Pros: interesting mythology and setting
Cons: very slow paced, some things didn't add up, few Ecuadorian characters
Tess Livingston and Ian Ritter meet at the Bodego Cielo in Ecuador, neither one quite sure how they got tickets to Esperanza, a mountain city where brujos - hungry ghosts - can take solid forms or possess the bodies of unwary tourists. Meanwhile, Dominica, the leader of the brujos tribe, is planning a major takeover.
After learning what's going on and a brief affair, they're thrust back into their regular lives, separated by time and distance. And being hunted by brujos.
This is a hard book to talk about without giving spoilers. You don't learn what's happening with the two protagonists until about 100 pages into the book, at which point things pick up in the story telling, as the brujos start actively hunting the protagonists.
While I liked the South American (and other) mythology used in the book (shape shifters, time travel, etc.), there were a few things that didn't add up. For example, the premise of the book is that Esperanza is past the Rio Palo, which translates to Stick River in English. Stick River = the River Styx, over which souls must cross in Greek mythology to get to the afterlife. Unfortunately, the word 'styx' is Greek for 'hate', not 'stick', so this doesn't quite work.

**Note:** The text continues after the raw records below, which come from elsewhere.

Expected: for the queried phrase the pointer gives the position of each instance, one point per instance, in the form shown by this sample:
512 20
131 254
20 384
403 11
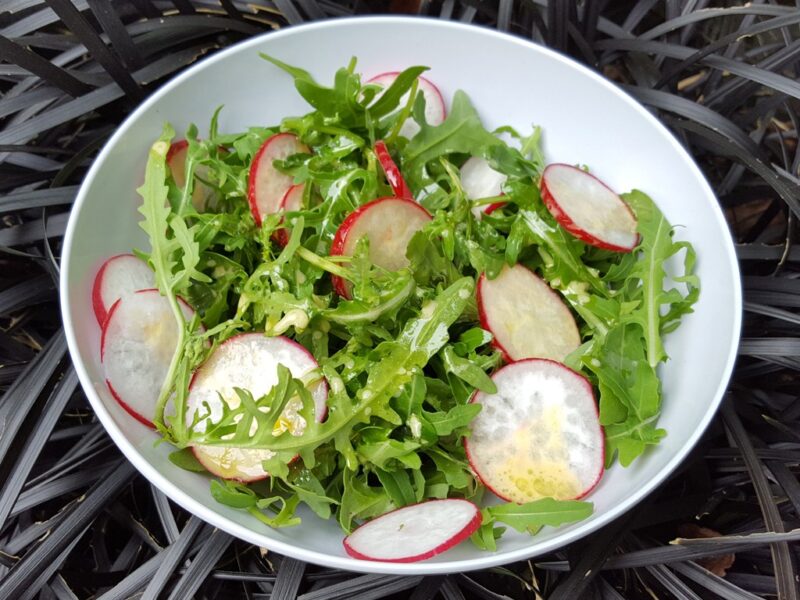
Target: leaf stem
323 263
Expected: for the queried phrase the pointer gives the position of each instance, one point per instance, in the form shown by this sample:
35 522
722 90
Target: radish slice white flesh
435 110
539 436
480 180
588 209
414 532
393 174
250 362
119 276
176 161
292 201
526 316
389 224
139 339
267 185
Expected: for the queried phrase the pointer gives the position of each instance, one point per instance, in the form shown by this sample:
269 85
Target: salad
387 313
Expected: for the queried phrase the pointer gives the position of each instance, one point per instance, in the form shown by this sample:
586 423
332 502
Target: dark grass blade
11 487
19 400
289 578
364 587
26 293
212 549
784 569
170 559
25 572
427 588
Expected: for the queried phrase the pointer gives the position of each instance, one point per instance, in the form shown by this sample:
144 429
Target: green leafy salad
381 303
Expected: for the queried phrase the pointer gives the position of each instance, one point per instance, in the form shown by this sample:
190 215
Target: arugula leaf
185 459
532 516
461 132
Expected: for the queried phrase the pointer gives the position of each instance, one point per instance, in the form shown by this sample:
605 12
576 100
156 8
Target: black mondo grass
76 521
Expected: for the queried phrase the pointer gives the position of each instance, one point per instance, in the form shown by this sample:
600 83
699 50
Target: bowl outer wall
586 120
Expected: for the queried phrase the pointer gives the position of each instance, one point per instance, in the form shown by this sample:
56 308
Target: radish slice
588 209
480 180
393 174
527 318
267 185
389 224
292 201
119 276
250 362
139 339
176 161
435 110
414 532
539 435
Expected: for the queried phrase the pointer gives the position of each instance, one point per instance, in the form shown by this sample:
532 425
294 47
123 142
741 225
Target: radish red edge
256 165
98 303
591 487
142 419
451 542
111 389
483 318
340 239
563 219
100 312
392 172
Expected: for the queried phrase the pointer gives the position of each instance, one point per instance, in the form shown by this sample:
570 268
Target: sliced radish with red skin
393 174
527 318
479 180
292 201
415 532
266 185
119 276
435 109
539 435
588 209
176 161
249 361
389 224
139 339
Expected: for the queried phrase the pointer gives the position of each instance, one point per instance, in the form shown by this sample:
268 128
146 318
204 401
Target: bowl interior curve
586 120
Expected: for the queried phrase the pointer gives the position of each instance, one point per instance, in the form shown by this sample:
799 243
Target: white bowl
586 120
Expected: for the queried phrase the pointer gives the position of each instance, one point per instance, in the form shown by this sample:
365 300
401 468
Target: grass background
76 521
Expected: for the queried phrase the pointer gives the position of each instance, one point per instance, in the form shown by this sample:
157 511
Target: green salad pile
403 355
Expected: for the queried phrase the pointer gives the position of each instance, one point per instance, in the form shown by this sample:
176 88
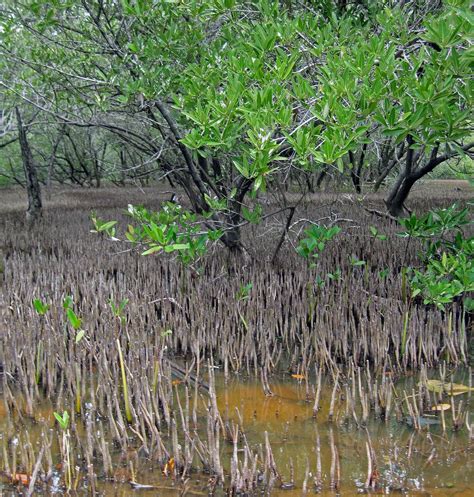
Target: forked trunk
32 184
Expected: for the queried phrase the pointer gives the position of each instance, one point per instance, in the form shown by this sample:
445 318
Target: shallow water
427 462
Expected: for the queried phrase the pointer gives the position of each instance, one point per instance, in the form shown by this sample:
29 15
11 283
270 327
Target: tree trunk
396 200
32 184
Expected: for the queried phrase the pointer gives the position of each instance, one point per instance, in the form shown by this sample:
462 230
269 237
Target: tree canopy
229 98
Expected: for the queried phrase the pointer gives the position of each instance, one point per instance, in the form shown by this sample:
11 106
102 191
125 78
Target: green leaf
152 250
80 336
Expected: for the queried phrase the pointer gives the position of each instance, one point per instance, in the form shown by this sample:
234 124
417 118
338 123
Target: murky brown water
425 463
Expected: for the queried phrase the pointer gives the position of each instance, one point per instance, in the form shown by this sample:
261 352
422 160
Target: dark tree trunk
32 184
395 202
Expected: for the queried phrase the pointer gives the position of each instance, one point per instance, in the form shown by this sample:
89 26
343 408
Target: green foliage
171 230
448 255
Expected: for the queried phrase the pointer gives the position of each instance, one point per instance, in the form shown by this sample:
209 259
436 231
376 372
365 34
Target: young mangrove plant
447 274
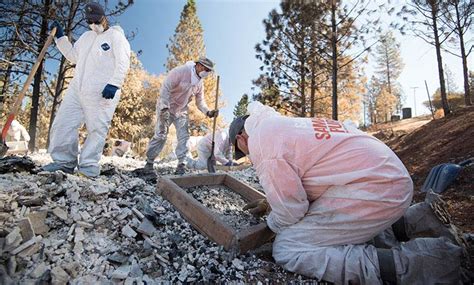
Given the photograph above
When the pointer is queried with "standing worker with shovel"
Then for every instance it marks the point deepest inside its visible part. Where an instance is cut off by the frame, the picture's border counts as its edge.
(102, 58)
(179, 86)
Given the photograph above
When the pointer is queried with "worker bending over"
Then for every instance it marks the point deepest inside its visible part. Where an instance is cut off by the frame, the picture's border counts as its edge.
(177, 90)
(222, 150)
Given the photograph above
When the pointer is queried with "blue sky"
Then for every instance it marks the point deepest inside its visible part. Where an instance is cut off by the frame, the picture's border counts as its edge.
(231, 30)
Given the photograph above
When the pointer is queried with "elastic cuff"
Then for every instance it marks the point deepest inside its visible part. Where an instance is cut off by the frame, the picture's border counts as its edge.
(387, 269)
(399, 230)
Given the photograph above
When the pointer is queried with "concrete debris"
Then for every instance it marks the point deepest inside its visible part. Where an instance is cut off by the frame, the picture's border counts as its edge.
(39, 270)
(62, 228)
(37, 220)
(146, 228)
(16, 164)
(59, 276)
(121, 272)
(26, 245)
(129, 232)
(226, 203)
(27, 231)
(60, 213)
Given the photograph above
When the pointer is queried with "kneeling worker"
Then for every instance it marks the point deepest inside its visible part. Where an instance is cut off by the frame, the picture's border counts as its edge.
(330, 189)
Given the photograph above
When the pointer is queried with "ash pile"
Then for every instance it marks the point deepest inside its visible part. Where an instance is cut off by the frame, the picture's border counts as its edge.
(59, 228)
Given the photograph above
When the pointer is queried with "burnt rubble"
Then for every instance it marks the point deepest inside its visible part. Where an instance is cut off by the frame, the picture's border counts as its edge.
(59, 228)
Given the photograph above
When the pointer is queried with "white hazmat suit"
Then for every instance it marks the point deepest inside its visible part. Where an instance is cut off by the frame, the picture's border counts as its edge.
(101, 59)
(332, 189)
(177, 90)
(17, 131)
(222, 150)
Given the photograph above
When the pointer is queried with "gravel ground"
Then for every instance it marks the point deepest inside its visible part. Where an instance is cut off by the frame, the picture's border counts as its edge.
(57, 228)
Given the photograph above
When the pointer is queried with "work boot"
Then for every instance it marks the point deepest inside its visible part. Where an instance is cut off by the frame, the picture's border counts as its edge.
(148, 167)
(54, 166)
(181, 169)
(422, 261)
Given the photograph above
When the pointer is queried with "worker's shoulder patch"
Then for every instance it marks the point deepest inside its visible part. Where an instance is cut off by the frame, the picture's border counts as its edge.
(105, 46)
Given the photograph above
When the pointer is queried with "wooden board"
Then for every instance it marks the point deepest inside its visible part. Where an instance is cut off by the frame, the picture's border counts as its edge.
(209, 223)
(17, 147)
(188, 181)
(196, 214)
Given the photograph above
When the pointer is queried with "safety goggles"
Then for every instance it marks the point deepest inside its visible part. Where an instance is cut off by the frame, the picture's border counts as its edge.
(94, 22)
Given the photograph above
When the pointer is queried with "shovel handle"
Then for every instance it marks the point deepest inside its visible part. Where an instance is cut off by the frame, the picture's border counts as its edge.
(215, 108)
(20, 97)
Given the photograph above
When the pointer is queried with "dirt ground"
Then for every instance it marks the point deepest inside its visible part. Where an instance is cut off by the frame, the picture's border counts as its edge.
(445, 140)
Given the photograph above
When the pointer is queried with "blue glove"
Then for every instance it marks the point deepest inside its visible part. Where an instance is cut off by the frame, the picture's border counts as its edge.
(59, 30)
(109, 91)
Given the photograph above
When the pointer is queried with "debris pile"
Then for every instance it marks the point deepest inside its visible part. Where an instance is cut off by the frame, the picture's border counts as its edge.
(58, 228)
(225, 203)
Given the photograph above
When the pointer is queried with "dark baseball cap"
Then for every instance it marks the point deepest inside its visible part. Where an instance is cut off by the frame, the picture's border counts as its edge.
(236, 127)
(94, 12)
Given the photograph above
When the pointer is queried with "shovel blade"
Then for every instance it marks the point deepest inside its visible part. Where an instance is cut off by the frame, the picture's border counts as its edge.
(3, 149)
(211, 164)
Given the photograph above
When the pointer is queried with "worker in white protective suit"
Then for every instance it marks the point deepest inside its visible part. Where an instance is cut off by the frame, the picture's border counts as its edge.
(102, 59)
(332, 195)
(222, 150)
(18, 131)
(177, 90)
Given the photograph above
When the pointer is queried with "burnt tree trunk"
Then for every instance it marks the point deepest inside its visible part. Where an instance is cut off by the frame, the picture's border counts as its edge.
(334, 60)
(37, 78)
(444, 98)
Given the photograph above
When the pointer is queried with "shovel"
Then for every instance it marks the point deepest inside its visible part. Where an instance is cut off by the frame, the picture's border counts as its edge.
(211, 161)
(19, 99)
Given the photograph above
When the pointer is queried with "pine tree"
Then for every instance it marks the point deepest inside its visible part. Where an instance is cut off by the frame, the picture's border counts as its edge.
(385, 104)
(132, 115)
(389, 64)
(187, 44)
(241, 107)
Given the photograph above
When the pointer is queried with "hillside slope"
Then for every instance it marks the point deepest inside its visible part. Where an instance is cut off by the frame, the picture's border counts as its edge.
(449, 139)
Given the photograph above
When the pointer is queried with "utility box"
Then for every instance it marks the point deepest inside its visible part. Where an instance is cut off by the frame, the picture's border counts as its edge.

I also found it disappointing that the protagonists were both white, given the setting and mythology used. Indeed, one of the Ecuadorians helping them turned out to be a white man in disguise, and they're helped more by an Australian expat living in Ecuador than by locals. Even Dominica, the antagonist, was Spanish in origin.
MacGregor uses some French and a decent amount of Spanish, some of which she translates or paraphrases, but often she'll leave it untranslated. Which is fine if you know those languages, or enough of them to get the gist of what's being said, but can be annoying if you don't know them or like knowing everything that's going on in a book.
The ending was a bit disappointing. The climax felt rushed after the slow pacing of the rest of the book and it was surprising how quickly the characters forgot the dangers posed by the brujos.